Versioning Prompts, Policies, and Models Together

Cross-Industry • ~7–8 min read • Updated Sep 27, 2024

Context

Most AI regressions aren’t single-file mistakes—they’re set mismatches: a prompt tweak that clashes with a new policy filter, or a routing change that invalidates cached outputs. Treating each artifact separately makes rollbacks messy and audits painful. Release sets, not parts.
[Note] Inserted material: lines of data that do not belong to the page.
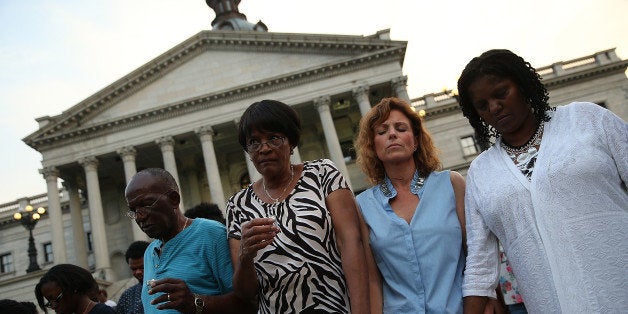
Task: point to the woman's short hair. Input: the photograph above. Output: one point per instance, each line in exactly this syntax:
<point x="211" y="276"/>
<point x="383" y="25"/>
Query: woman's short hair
<point x="270" y="116"/>
<point x="70" y="278"/>
<point x="504" y="64"/>
<point x="425" y="157"/>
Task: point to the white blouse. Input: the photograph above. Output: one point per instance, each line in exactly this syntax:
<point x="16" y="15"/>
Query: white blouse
<point x="566" y="230"/>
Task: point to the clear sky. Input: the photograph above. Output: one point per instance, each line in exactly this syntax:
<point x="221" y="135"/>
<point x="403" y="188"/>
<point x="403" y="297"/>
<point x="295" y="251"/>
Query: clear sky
<point x="55" y="53"/>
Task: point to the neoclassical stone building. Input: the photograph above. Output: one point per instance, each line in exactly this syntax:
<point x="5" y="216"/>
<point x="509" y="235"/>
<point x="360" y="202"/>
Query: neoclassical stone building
<point x="180" y="111"/>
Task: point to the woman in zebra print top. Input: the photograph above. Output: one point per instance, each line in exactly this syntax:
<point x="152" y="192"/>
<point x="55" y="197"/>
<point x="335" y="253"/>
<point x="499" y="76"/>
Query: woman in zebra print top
<point x="294" y="234"/>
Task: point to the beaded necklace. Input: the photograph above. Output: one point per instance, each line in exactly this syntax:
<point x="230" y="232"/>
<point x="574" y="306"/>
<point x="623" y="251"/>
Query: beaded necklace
<point x="523" y="153"/>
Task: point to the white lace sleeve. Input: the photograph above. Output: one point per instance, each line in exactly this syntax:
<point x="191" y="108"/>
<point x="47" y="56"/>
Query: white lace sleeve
<point x="481" y="274"/>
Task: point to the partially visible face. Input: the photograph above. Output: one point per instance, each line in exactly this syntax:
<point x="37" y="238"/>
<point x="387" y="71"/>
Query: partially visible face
<point x="51" y="292"/>
<point x="498" y="101"/>
<point x="269" y="160"/>
<point x="394" y="139"/>
<point x="149" y="192"/>
<point x="137" y="268"/>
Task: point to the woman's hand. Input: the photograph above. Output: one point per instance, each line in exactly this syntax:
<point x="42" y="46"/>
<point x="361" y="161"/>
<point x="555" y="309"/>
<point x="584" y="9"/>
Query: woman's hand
<point x="256" y="235"/>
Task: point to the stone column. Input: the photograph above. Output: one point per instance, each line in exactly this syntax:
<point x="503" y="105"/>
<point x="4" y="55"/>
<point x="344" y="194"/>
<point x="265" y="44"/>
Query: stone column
<point x="128" y="154"/>
<point x="51" y="174"/>
<point x="206" y="135"/>
<point x="331" y="137"/>
<point x="166" y="144"/>
<point x="78" y="230"/>
<point x="97" y="219"/>
<point x="361" y="95"/>
<point x="399" y="86"/>
<point x="194" y="189"/>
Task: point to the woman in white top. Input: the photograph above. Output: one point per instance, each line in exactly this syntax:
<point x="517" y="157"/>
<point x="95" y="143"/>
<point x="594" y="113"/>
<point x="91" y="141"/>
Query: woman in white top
<point x="550" y="186"/>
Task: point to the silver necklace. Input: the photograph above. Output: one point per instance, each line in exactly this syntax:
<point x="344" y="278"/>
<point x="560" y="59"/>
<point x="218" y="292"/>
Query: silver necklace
<point x="533" y="141"/>
<point x="276" y="200"/>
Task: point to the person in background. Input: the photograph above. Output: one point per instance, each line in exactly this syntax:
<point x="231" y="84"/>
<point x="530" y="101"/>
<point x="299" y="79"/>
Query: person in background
<point x="188" y="267"/>
<point x="209" y="211"/>
<point x="414" y="213"/>
<point x="550" y="186"/>
<point x="65" y="287"/>
<point x="130" y="301"/>
<point x="103" y="297"/>
<point x="294" y="234"/>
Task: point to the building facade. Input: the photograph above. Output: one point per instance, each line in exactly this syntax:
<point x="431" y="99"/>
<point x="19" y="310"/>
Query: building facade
<point x="180" y="112"/>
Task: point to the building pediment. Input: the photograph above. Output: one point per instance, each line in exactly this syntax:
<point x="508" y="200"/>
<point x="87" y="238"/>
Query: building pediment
<point x="192" y="76"/>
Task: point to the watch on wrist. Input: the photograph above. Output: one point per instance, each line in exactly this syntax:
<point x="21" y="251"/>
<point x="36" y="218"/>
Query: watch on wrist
<point x="199" y="303"/>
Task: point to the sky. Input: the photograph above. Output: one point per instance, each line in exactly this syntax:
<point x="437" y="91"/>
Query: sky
<point x="56" y="53"/>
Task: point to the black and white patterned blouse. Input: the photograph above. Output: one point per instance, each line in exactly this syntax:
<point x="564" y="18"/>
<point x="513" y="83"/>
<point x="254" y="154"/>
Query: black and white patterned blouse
<point x="301" y="271"/>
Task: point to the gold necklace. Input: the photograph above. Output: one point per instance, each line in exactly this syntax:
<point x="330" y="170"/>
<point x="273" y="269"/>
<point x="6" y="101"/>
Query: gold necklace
<point x="276" y="200"/>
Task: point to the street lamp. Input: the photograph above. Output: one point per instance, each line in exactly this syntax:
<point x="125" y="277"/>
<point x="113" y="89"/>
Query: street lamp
<point x="29" y="219"/>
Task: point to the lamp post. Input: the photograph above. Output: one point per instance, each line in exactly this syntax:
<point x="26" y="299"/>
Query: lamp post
<point x="29" y="219"/>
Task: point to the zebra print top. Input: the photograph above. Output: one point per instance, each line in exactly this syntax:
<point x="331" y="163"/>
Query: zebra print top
<point x="301" y="271"/>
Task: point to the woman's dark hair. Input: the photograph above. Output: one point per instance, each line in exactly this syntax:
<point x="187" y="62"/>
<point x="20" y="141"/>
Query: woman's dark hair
<point x="425" y="157"/>
<point x="70" y="278"/>
<point x="270" y="116"/>
<point x="503" y="64"/>
<point x="12" y="306"/>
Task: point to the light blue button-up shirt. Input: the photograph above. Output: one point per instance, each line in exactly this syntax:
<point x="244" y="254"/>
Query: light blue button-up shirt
<point x="421" y="262"/>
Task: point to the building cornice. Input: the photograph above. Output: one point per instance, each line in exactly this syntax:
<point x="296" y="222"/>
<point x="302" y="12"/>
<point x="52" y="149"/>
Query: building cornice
<point x="68" y="130"/>
<point x="599" y="64"/>
<point x="585" y="74"/>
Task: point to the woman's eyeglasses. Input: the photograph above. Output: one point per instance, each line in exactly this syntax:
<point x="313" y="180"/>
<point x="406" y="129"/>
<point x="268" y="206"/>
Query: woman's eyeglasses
<point x="54" y="303"/>
<point x="133" y="212"/>
<point x="273" y="142"/>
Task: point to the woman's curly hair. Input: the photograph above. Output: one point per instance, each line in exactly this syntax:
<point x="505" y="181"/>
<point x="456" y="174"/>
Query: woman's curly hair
<point x="425" y="157"/>
<point x="70" y="278"/>
<point x="504" y="64"/>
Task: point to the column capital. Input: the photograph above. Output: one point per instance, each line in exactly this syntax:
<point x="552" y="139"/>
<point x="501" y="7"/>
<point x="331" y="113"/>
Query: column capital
<point x="322" y="103"/>
<point x="50" y="173"/>
<point x="400" y="81"/>
<point x="127" y="152"/>
<point x="89" y="163"/>
<point x="204" y="131"/>
<point x="360" y="90"/>
<point x="165" y="141"/>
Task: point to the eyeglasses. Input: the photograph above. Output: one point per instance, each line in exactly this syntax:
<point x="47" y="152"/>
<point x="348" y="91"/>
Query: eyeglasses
<point x="273" y="142"/>
<point x="133" y="212"/>
<point x="54" y="303"/>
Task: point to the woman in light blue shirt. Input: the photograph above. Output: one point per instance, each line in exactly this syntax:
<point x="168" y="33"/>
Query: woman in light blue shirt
<point x="415" y="214"/>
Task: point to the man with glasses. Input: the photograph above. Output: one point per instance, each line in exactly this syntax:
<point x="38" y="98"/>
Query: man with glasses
<point x="188" y="266"/>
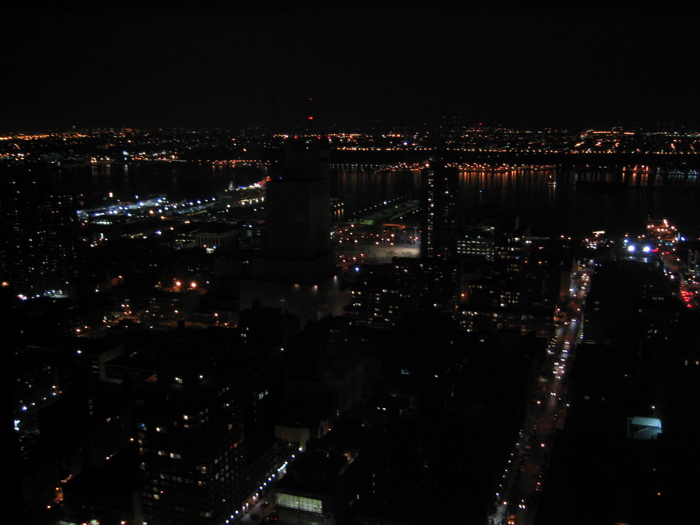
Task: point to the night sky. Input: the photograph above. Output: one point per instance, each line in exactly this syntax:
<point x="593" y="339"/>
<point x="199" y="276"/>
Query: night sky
<point x="255" y="64"/>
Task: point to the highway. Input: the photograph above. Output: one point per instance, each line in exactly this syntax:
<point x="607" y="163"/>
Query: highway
<point x="516" y="499"/>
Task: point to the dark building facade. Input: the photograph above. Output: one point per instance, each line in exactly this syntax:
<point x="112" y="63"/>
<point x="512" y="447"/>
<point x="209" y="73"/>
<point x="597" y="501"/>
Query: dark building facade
<point x="39" y="235"/>
<point x="440" y="213"/>
<point x="296" y="269"/>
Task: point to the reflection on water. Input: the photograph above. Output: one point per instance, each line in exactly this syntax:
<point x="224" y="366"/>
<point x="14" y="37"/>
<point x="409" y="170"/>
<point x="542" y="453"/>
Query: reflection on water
<point x="571" y="201"/>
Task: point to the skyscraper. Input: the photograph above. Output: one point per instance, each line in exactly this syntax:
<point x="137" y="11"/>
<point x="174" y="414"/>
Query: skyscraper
<point x="296" y="269"/>
<point x="38" y="234"/>
<point x="439" y="220"/>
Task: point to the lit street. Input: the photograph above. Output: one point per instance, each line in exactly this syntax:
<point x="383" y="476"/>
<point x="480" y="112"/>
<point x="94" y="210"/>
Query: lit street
<point x="524" y="476"/>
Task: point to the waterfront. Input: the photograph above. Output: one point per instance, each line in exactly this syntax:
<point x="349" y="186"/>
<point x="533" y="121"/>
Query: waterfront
<point x="554" y="200"/>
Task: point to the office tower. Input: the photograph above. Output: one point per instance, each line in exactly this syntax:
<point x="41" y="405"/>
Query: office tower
<point x="191" y="442"/>
<point x="439" y="221"/>
<point x="38" y="234"/>
<point x="296" y="269"/>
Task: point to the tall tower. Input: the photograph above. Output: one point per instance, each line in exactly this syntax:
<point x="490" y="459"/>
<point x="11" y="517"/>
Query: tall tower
<point x="439" y="205"/>
<point x="39" y="234"/>
<point x="296" y="270"/>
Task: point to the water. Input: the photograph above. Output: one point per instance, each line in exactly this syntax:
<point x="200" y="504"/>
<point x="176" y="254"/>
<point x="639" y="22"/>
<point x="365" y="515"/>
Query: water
<point x="615" y="200"/>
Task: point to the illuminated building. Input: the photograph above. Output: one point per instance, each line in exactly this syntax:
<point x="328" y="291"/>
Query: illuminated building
<point x="38" y="256"/>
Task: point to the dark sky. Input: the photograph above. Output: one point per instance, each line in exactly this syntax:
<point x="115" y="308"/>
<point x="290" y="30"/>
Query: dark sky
<point x="254" y="64"/>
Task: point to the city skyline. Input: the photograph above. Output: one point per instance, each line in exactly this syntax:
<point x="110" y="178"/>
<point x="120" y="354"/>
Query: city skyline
<point x="256" y="66"/>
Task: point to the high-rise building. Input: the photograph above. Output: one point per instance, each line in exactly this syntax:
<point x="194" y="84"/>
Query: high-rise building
<point x="39" y="235"/>
<point x="296" y="269"/>
<point x="191" y="442"/>
<point x="439" y="221"/>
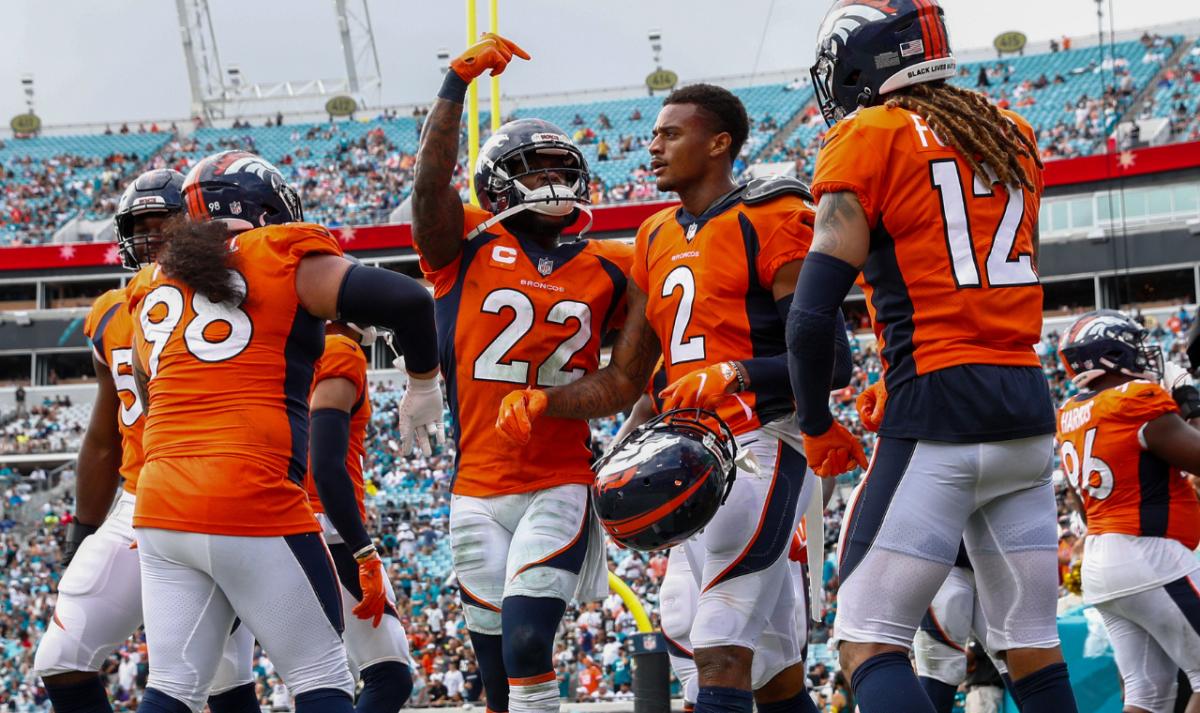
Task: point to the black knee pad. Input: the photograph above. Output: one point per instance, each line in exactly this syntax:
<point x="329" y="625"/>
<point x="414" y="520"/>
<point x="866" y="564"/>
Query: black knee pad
<point x="529" y="624"/>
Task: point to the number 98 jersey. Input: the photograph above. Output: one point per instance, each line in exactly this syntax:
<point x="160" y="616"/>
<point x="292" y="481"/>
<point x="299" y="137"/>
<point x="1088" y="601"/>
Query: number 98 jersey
<point x="1125" y="487"/>
<point x="511" y="315"/>
<point x="227" y="429"/>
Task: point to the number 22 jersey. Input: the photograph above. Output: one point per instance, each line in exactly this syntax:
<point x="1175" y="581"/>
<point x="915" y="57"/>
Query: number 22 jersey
<point x="511" y="315"/>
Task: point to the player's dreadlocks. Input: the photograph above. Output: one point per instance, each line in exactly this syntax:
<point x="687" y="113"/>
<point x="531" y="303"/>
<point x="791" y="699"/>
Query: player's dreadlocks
<point x="197" y="255"/>
<point x="973" y="126"/>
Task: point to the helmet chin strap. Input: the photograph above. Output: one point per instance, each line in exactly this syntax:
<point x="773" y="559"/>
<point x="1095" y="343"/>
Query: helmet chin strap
<point x="585" y="208"/>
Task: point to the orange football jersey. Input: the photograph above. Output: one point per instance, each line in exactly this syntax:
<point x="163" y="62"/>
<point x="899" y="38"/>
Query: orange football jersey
<point x="949" y="279"/>
<point x="227" y="426"/>
<point x="1126" y="489"/>
<point x="345" y="359"/>
<point x="708" y="289"/>
<point x="109" y="330"/>
<point x="511" y="315"/>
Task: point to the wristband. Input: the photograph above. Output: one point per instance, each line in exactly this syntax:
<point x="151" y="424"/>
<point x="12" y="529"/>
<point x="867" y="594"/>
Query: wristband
<point x="454" y="88"/>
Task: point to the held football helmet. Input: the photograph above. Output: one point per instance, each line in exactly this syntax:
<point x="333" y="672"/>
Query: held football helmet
<point x="868" y="48"/>
<point x="1107" y="341"/>
<point x="154" y="192"/>
<point x="664" y="481"/>
<point x="241" y="190"/>
<point x="509" y="156"/>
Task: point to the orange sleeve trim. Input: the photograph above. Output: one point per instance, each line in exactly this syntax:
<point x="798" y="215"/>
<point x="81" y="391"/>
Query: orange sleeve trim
<point x="832" y="186"/>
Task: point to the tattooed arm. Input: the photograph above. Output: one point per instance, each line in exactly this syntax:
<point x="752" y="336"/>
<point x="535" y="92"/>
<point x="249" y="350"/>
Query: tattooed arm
<point x="437" y="209"/>
<point x="841" y="228"/>
<point x="840" y="244"/>
<point x="619" y="384"/>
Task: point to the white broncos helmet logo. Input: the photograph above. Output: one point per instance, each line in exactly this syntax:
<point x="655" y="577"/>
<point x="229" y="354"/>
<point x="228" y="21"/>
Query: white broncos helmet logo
<point x="844" y="21"/>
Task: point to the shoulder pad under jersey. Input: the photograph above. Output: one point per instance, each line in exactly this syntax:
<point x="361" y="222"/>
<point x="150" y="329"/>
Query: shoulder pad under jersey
<point x="763" y="190"/>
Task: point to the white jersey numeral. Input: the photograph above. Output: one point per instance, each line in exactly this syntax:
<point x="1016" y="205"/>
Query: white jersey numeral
<point x="683" y="349"/>
<point x="491" y="366"/>
<point x="1002" y="270"/>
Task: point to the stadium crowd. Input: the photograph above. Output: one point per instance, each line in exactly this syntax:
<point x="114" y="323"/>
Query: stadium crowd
<point x="408" y="511"/>
<point x="355" y="173"/>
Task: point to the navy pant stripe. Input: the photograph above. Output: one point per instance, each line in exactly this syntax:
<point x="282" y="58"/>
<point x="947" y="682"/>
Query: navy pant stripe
<point x="310" y="551"/>
<point x="892" y="459"/>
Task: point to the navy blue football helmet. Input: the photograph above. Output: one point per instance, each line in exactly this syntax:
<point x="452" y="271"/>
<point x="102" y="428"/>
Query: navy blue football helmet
<point x="508" y="156"/>
<point x="665" y="480"/>
<point x="1107" y="341"/>
<point x="868" y="48"/>
<point x="241" y="190"/>
<point x="154" y="192"/>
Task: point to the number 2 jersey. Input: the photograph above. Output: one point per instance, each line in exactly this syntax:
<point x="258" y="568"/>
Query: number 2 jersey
<point x="949" y="280"/>
<point x="513" y="315"/>
<point x="345" y="359"/>
<point x="109" y="330"/>
<point x="708" y="289"/>
<point x="227" y="425"/>
<point x="1143" y="514"/>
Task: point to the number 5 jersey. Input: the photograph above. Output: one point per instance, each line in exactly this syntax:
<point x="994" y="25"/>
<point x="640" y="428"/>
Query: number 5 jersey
<point x="513" y="315"/>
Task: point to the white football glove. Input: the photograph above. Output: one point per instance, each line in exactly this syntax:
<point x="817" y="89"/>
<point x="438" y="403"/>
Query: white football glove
<point x="1175" y="376"/>
<point x="420" y="415"/>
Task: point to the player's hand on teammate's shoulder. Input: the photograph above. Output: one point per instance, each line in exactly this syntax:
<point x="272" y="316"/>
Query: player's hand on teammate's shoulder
<point x="371" y="581"/>
<point x="519" y="411"/>
<point x="703" y="388"/>
<point x="492" y="52"/>
<point x="420" y="415"/>
<point x="834" y="453"/>
<point x="870" y="403"/>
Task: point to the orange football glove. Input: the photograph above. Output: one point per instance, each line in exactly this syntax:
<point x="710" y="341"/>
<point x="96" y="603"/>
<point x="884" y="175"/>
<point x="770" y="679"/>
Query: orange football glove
<point x="834" y="453"/>
<point x="870" y="405"/>
<point x="702" y="388"/>
<point x="375" y="593"/>
<point x="517" y="414"/>
<point x="492" y="52"/>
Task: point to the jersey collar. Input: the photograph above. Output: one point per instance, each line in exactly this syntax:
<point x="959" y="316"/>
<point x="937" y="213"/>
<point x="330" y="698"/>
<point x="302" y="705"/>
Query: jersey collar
<point x="693" y="225"/>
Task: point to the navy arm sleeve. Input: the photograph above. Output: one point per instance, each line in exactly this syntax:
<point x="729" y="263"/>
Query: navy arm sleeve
<point x="813" y="330"/>
<point x="329" y="432"/>
<point x="395" y="301"/>
<point x="771" y="375"/>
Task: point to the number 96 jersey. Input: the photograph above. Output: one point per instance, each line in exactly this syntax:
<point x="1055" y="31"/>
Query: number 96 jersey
<point x="511" y="315"/>
<point x="1125" y="487"/>
<point x="227" y="427"/>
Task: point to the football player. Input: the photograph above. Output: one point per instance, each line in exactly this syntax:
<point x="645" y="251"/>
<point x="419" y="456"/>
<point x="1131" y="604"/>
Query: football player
<point x="228" y="324"/>
<point x="516" y="306"/>
<point x="711" y="287"/>
<point x="931" y="195"/>
<point x="1125" y="442"/>
<point x="100" y="595"/>
<point x="340" y="409"/>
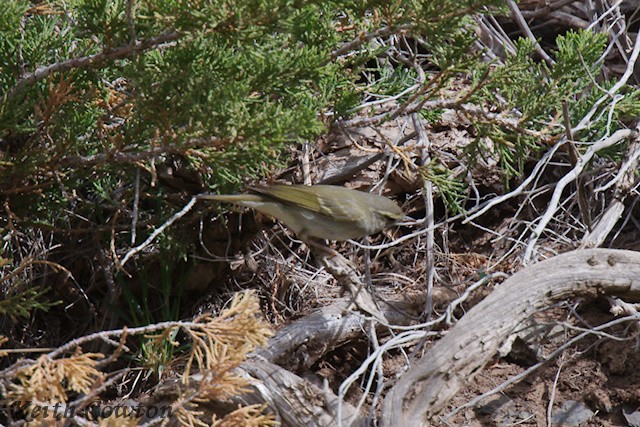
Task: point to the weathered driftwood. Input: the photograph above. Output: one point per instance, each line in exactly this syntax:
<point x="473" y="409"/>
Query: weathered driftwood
<point x="429" y="384"/>
<point x="303" y="342"/>
<point x="297" y="402"/>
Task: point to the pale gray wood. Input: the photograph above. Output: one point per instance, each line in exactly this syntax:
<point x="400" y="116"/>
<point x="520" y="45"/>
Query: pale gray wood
<point x="428" y="385"/>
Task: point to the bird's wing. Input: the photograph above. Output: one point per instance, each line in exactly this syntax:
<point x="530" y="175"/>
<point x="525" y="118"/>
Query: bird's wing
<point x="307" y="198"/>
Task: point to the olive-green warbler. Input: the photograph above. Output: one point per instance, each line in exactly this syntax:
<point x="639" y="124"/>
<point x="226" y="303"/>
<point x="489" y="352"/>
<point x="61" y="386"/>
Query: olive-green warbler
<point x="323" y="211"/>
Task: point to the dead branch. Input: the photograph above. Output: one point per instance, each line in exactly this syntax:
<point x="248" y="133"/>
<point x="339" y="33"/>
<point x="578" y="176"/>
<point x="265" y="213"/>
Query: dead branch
<point x="428" y="385"/>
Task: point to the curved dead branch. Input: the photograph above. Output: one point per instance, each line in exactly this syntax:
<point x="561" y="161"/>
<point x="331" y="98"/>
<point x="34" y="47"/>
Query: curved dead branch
<point x="428" y="385"/>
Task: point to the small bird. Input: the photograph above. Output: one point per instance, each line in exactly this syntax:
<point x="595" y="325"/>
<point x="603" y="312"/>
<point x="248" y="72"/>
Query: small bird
<point x="322" y="211"/>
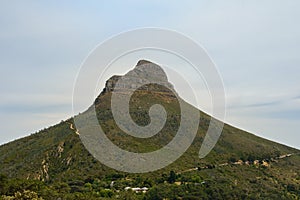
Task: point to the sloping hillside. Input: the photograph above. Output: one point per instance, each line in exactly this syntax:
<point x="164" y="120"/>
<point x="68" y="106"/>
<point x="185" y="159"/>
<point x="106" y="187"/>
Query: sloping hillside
<point x="54" y="164"/>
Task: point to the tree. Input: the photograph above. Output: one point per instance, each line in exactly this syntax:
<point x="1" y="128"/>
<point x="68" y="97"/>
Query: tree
<point x="172" y="177"/>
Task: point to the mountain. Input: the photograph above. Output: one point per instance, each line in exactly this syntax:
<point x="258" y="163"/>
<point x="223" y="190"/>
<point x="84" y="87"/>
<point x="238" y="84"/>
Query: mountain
<point x="54" y="164"/>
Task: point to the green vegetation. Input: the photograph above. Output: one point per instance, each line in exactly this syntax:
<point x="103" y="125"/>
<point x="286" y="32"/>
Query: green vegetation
<point x="53" y="163"/>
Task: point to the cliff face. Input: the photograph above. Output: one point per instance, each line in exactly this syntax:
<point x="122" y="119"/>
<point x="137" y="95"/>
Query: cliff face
<point x="150" y="76"/>
<point x="241" y="165"/>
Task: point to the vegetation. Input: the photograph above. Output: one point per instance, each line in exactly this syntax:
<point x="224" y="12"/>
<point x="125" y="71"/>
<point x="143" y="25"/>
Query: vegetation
<point x="53" y="163"/>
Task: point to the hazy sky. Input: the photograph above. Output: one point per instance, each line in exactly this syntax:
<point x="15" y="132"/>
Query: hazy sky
<point x="255" y="45"/>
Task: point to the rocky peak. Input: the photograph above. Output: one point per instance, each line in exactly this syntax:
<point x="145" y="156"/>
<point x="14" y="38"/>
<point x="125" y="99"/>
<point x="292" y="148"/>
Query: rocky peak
<point x="144" y="72"/>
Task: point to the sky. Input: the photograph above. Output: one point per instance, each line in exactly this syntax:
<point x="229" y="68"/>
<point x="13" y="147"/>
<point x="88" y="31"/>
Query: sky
<point x="254" y="44"/>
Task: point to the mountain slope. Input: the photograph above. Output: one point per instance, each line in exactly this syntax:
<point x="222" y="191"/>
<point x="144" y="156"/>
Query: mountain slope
<point x="240" y="166"/>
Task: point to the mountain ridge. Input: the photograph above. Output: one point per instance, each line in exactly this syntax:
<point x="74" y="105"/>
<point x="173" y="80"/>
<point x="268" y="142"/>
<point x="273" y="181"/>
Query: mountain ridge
<point x="241" y="166"/>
Core Framework: Release Sets

  1. Define the set: {model_ref, prompt_pack, policy_pack, routing_table, tool_specs, retrieval_cfg, eval_suite}.
  2. Single tag: Use one immutable tag (e.g., ai-suite@2024.09.27) applied to every artifact and runtime switch.
  3. SemVer the set: MAJOR (policy or model change), MINOR (prompt/routing), PATCH (typo, threshold nudge).
  4. Environment gates: dev → staging → canary → prod with the same set tag; no “rebuilds” between envs.
  5. Diffs & notes: Store human-readable release notes, and machine diffs for prompts/policies & routing deltas.

Recommended Actions

  1. Create a Set Manifest: Versioned JSON (or lockfile) listing all artifact URIs and checksums.
  2. Tie CI to Evals: Staging promotion requires passing the tagged eval_suite (answerability, safety, latency, cost).
  3. Wire Feature Flags: Roll out by segment or tenant; keep previous set hot for instant rollback.
  4. Cache Discipline: Namespaced caches by set tag; invalidate on promotion to avoid mixed outputs.
  5. Policy Precedence: Registry that enforces system > policy > tool > app prompts per set.

Common Pitfalls

  • Artifact drift: Prompt edited in-prod without bumping the set tag → unreproducible incidents.
  • Env snowflakes: Rebuilding prompts or dependencies per env creates “works in staging” bugs.
  • Unscoped caches: Old answers leaking into new releases; no TTL by risk tier.
  • Shadow changes: Vendor model updates without model pinning & fitness checks.

Quick Win Checklist

  • Introduce a set manifest and tag today’s prod as ai-suite@YYYY.MM.DD.
  • Namespace caches by set tag; add TTLs by use-case risk.
  • Require eval pass for promotion; store scorecard alongside release notes.
  • Pin vendor models (ID + date); alert on upstream weight changes.

Closing

Versioning AI as a set makes behavior reproducible, audits simple, and rollbacks instant. That’s how you ship faster without surprises.